Hyundai Pharm has submitted a fresh application to the Ministry of Food and Drug Safety (MFDS) for approval of its abortion pill, Mifegymiso, on Tuesday, marking another attempt following its initial application in 2021.

Mifegymiso, a combination of mifepristone and misoprostol, is used for medically terminating pregnancies of up to nine weeks. The regimen involves taking a 200 mg mifepristone tablet to block progesterone, a hormone essential for maintaining pregnancy, followed by 800 mcg of misoprostol one to two days later to induce uterine contractions.

Clinical studies conducted in the United States and Mexico confirmed the drug's efficacy and safety, demonstrating success rates of 94.9 percent, 96.2 percent, and 97.3 percent for complete pregnancy termination without surgical intervention up to 63 days (nine weeks) gestation. Common adverse reactions included pain (93.4 percent), nausea (70.8 percent), diarrhea (59.5 percent), and fatigue (55.7 percent).

The drug, developed in collaboration with U.K.-based Linepharma International, comes in a combination pack containing one mifepristone tablet and four misoprostol tablets.

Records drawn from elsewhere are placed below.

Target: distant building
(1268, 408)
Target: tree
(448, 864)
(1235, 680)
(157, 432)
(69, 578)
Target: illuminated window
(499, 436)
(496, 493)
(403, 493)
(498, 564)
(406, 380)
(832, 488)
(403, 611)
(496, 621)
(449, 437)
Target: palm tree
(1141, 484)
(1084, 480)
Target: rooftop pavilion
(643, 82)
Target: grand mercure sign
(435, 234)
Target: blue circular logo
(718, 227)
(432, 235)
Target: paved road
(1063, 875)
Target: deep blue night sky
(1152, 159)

This marks Hyundai Pharm’s third attempt to bring Mifegymiso to the domestic market. 

The company’s first application in 2021 faced delays due to requests for additional safety and efficacy data, as well as legal challenges related to abortion legislation. A Constitutional Court ruling in 2019 decriminalized abortion, but the lack of updated legislation has stalled the introduction of abortion medication in Korea.

Hyundai Pharm re-applied for approval in March last year, only to face another request for revisions from the MFDS in July. 

This third application coincides with recent changes in the MFDS’s drug approval fee structure. The fee, previously set at 8.83 million won ($6,000), has risen sharply to 410 million won, aimed at expanding the approval workforce and reducing review times.

Hyundai Pharm plans to launch Mifegymiso in Korea once regulatory approval is granted.